INSERT ... SELECT with FastLoad
- FastLoad into a staging table.
- INSERT ... SELECT into the final table, manipulating the data as required.
FastLoad and INSERT ... SELECT are faster than using an INMOD to manage data on the host. The host is a single bottleneck as opposed to parallel AMPs that populate temporary tables for reports or intermediate results.
Multiple source tables may populate the same target table. If the target table is empty before a request begins, all INSERT ... SELECT statements in that request run in the optimized mode.
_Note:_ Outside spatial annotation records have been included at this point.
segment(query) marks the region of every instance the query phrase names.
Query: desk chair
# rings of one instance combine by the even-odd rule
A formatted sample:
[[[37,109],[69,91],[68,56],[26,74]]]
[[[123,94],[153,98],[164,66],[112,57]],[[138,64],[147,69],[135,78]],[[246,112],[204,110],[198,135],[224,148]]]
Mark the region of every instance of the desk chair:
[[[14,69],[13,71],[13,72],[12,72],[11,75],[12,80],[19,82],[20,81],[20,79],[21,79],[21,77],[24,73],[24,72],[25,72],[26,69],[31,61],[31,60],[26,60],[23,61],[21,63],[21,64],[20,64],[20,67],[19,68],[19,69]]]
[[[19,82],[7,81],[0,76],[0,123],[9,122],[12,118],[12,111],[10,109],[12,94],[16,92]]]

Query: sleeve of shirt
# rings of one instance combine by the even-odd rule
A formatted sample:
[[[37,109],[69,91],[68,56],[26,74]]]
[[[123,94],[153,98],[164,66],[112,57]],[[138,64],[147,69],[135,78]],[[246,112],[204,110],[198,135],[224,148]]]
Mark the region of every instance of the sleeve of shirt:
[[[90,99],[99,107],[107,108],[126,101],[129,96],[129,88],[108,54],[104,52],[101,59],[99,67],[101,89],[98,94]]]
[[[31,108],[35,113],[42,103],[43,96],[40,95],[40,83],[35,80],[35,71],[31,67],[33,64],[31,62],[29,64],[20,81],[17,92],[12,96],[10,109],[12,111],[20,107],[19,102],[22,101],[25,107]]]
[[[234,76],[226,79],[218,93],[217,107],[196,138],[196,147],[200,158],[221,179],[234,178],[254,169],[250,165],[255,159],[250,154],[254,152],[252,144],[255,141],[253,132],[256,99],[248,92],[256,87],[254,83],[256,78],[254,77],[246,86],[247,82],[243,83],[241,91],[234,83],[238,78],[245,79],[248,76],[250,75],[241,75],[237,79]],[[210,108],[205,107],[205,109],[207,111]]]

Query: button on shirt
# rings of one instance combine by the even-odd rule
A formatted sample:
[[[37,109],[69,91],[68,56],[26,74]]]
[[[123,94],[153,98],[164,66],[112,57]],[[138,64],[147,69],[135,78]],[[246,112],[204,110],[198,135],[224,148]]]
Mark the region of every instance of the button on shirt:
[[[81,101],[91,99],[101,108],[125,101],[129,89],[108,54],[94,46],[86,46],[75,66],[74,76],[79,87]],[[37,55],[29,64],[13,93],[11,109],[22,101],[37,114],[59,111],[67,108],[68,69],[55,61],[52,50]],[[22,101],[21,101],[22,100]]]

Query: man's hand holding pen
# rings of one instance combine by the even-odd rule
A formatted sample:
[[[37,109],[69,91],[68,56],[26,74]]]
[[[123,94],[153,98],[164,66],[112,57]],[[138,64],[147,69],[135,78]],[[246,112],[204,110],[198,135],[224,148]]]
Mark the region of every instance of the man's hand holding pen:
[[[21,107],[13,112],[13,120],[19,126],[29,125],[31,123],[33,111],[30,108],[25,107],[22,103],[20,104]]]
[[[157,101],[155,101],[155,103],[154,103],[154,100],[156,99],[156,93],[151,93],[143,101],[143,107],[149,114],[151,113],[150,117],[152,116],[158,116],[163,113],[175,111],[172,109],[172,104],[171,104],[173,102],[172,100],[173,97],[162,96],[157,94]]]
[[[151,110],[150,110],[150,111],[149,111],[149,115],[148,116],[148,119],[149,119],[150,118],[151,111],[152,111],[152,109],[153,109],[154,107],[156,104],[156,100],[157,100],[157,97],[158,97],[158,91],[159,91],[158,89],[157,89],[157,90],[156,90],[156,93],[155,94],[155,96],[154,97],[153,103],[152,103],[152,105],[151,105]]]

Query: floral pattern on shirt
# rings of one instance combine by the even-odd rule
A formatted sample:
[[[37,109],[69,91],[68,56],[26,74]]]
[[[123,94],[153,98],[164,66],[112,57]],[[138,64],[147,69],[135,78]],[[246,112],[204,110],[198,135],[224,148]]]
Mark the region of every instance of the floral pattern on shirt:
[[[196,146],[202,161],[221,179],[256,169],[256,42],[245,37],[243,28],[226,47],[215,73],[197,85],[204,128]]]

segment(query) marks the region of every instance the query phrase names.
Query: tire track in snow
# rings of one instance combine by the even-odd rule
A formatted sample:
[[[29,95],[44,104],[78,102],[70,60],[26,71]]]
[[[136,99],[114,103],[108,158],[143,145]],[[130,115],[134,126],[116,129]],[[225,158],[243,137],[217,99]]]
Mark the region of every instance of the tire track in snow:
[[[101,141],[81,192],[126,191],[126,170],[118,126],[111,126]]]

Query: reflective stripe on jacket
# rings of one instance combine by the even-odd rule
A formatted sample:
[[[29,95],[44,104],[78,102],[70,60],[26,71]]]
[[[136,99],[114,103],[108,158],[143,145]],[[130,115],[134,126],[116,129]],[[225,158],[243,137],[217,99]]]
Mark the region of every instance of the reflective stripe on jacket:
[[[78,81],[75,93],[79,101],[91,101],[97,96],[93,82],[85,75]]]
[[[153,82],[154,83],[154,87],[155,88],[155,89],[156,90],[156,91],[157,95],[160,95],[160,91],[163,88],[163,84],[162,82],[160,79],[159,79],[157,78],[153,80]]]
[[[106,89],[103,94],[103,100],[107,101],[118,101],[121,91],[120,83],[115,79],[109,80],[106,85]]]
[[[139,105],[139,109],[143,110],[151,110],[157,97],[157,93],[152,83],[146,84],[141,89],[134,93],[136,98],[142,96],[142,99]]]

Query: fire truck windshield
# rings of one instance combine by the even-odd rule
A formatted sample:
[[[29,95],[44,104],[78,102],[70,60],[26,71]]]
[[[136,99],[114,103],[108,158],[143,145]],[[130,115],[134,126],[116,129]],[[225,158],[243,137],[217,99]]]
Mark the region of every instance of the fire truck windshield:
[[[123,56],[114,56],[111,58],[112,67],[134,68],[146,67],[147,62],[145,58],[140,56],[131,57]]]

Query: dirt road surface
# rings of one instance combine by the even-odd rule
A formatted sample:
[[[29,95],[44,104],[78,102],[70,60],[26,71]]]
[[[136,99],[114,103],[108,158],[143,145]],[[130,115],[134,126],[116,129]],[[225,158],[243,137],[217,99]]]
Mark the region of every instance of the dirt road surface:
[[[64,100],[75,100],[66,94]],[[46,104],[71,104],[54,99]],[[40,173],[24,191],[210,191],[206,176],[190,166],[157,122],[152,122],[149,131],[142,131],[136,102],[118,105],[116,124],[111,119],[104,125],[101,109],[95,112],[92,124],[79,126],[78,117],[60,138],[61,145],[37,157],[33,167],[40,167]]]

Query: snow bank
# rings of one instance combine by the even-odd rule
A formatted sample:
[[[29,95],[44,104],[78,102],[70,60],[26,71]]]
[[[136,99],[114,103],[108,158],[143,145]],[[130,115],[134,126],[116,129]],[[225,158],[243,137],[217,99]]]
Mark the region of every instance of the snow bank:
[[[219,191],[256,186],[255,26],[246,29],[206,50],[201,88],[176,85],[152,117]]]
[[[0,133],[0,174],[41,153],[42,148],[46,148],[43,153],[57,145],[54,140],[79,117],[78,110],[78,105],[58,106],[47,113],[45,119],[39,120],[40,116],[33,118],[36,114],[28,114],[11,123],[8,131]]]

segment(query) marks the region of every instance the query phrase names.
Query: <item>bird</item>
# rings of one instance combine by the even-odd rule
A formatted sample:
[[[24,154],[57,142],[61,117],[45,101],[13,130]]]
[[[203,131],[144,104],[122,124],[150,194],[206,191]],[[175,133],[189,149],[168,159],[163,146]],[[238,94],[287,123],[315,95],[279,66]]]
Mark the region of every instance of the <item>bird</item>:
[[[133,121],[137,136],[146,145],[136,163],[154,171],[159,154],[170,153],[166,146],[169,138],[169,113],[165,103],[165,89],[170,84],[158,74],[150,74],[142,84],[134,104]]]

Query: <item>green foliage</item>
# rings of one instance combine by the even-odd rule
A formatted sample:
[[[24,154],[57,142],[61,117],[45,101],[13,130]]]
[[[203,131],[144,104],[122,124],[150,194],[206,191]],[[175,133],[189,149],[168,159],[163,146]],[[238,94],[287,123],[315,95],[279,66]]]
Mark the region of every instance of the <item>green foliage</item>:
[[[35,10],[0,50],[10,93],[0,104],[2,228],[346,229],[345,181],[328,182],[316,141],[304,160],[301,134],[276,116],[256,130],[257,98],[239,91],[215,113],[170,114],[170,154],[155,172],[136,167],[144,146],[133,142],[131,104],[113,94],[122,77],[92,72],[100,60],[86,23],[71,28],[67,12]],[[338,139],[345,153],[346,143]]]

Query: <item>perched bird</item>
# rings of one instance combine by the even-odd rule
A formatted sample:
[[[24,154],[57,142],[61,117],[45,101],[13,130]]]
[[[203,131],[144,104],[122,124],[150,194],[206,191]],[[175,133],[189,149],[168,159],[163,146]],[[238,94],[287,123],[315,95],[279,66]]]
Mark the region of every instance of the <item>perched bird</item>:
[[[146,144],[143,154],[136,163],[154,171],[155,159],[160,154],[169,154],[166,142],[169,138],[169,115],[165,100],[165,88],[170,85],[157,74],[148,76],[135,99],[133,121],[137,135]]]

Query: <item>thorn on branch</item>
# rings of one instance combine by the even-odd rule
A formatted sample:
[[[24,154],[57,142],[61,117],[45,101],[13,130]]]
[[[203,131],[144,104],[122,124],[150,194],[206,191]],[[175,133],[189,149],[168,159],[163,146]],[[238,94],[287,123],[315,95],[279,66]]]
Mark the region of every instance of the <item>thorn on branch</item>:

The staging table can be a No Primary Index (NoPI) table, which has rows that are not hash distributed, as the staging table. FastLoad runs faster inserting into a NoPI table because there is no sort and no row redistribution involved; rows are simply appended to the table evenly across all AMPs.
Use of NoPI reduces skew in intermediate tables without a primary index and is useful for staging tables. However, because the rows of a NoPI table are not hashed-based, an INSERT ... SELECT from a NoPI table to a PI table may be slower than INSERT ... SELECT where the tables share the same PI definition. Consider NoPI tables for use with BI tools and applications that generate many intermediate tables
An INSERT ... SELECT from a NoPI table to a PI table can be slower than an INSERT ... SELECT from a PI table to a PI table with the same PI.
INSERT ... SELECT with Join Index
- Use FastLoad to load the rows into a staging table with no indexes or join indexes defined.
- Do an INSERT ... SELECT from the staging table into the target table with the join index.
If the target table has multiple join indexes defined, the Optimizer may choose to use reusable spool during join index maintenance, if applicable.